Dans cette affaire Monsanto a aussi fait pression pour que la presse scientifique la défende, et utilisé le pantouflage, au risque du conflit d'intérêt. Ainsi Margaret Miller, à l'origine du texte de la FDA autorisant l'hormone de croissance bovine, est une ancienne employée de...Monsanto.

Pourtant sur le terrain l'hormone de croissance est loin de faire l'unanimité : pour beaucoup les résultats en terme de productivité sont catastrophiques à terme, certains comparent le produit à une drogue qui rend les vaches dépendantes.

Concernant la presse Jane Akre et Steve Wilson, journalistes au sein de la Fox, ont eu affaire à Monsanto et s'en souviennent. Ils réalisent un reportage sur l'entreprise, mais l'avocat de Monsanto contacte la chaine pour dire qu'ils n'apprécient pas leur démarche. Les journalistes réécrivent quatre vingt trois fois le scénario du reportage! Au final ils se font virer de la Fox. Au terme du procès la justice reconnaît aux chaines américaines le droit de mentir au public...



LES AUTRES PRODUITS DE MONSANTO


Si Monsanto est réputée pour son agent orange (cf la photo sympa ci-jointe), elle a eu l'occasion de mettre en rayon d'autres produits douteux.

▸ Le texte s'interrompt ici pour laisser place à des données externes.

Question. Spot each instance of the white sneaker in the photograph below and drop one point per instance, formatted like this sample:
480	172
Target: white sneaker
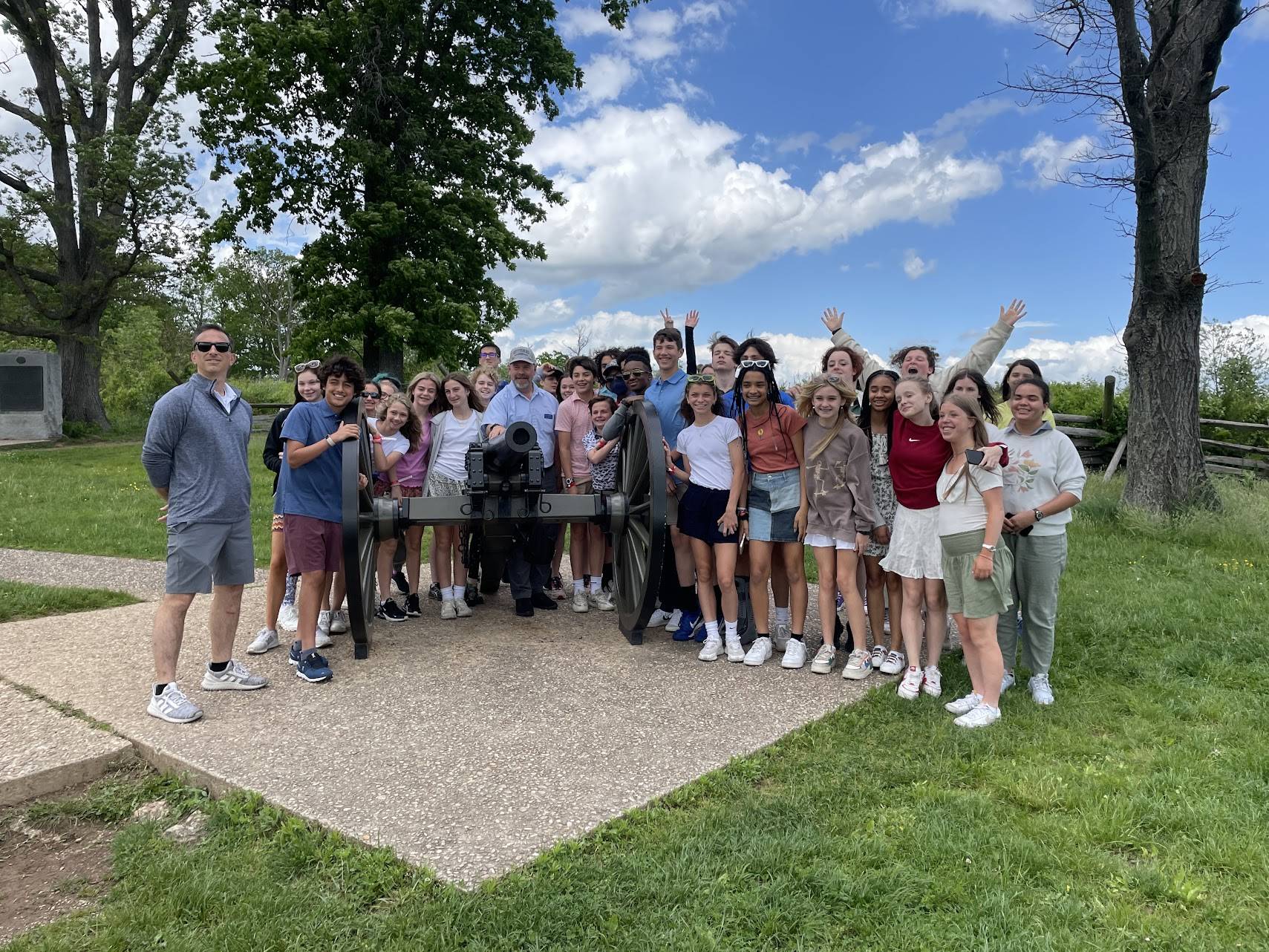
858	665
823	660
266	640
288	617
1042	694
795	654
711	649
780	636
758	653
232	678
173	706
981	716
893	663
963	705
933	683
910	687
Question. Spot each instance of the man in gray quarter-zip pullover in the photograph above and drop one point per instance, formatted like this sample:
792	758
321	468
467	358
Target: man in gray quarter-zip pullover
196	458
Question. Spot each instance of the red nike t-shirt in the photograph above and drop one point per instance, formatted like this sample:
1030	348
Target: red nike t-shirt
916	457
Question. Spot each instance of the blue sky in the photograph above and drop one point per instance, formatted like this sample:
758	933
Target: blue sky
764	160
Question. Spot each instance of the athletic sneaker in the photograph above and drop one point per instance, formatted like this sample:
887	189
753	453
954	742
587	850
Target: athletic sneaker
232	678
1042	694
313	668
823	660
858	665
910	688
981	716
780	636
963	705
288	617
933	683
758	653
893	663
795	654
712	646
173	706
266	640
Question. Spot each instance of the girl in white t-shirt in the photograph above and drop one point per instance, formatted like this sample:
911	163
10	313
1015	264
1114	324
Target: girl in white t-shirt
975	572
711	458
452	433
397	432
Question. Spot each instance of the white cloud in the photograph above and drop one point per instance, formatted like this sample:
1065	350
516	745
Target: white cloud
658	200
1052	159
916	266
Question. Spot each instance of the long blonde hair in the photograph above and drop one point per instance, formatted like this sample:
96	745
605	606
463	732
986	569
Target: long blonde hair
806	406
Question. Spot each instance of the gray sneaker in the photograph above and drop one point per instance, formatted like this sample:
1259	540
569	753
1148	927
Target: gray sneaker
173	706
232	678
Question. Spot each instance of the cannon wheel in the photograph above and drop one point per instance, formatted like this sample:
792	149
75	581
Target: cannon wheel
361	541
637	521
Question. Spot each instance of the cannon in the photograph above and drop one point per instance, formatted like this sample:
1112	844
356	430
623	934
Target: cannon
506	501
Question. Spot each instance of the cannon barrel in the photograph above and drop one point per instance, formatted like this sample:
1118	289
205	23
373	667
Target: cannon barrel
510	447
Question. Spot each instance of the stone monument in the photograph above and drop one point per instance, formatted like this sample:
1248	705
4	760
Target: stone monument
30	395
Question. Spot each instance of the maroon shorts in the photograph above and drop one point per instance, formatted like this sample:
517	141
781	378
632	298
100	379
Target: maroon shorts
313	545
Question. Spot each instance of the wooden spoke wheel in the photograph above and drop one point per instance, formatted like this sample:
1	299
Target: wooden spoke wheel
637	519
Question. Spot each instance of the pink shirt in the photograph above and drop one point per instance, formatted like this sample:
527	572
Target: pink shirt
574	418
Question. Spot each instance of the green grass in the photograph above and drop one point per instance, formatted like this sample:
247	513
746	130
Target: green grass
1132	815
19	601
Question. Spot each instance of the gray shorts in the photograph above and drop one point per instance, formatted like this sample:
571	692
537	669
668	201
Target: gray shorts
200	555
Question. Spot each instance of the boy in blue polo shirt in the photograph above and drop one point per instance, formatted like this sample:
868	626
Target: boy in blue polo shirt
311	493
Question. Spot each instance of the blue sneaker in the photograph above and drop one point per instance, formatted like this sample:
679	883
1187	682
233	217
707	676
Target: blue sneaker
313	668
687	626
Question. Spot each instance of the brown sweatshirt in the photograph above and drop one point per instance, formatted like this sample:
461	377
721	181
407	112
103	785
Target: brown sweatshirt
839	483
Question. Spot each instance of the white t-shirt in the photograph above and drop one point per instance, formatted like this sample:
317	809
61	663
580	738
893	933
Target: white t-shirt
706	449
961	506
454	440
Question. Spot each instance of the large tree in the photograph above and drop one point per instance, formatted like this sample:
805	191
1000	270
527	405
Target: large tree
1147	70
96	175
397	128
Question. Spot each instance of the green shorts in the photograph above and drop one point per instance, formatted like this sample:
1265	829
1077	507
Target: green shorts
968	596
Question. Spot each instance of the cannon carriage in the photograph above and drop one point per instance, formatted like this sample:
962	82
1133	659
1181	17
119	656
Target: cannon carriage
506	503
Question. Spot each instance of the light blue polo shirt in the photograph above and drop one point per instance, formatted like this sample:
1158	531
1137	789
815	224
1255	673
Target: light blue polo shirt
509	405
667	397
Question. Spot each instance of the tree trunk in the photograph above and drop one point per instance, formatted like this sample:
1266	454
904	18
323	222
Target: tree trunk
80	353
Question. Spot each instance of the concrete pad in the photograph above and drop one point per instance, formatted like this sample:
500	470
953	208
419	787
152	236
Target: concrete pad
43	751
469	746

A surtout été mis en cause le soja Roundup Ready. Monsanto avait déjà produit un herbicide Roundup responsable de problèmes de santé et d'effets négatifs sur l'environnement, notamment une dégradation des sols. Hors le soja Roundup est justement résistant à l'herbicide Roundup.
Robert Bellé, professeur au CNRS, affirme que le Roundup a un effet cancérigène. Hors lorsqu'il veut alerter sur ces dangers, sa découverte est dénigrée et surtout il perd les financements pour ses travaux.

Aux Etats Unis Monsanto a bénéficié de la complicité de Linda Fisher qui a fait un aller-retour entre Monsanto et la FDA.

Monsanto a aussi produit l'aspartame Nutrasweet. L'aspartame est un édulcorant dont le pouvoir sucrant est deux cent fois supérieurs au sucre. Ce produit a été contesté. La première contestation relève du fait que lors de sa première mise sur le marché le secrétaire général de la Maison Blanche était un certain Donald Rumsfeld, qui fut engagée ensuite employé par l'entreprise commercialisant le Nutrasweet. Pendant des années des doutes furent émis sur des risques cancérigènes, doutes ultérieurement levés. Pourtant ce produit aurait des avantages pour les diabétiques ou pour la prévention des caries. Mais d'autres études indiquent que ce produit créait suite à une réaction physiologique une sensation de faim, et aurait des effets négatifs sur les obèses.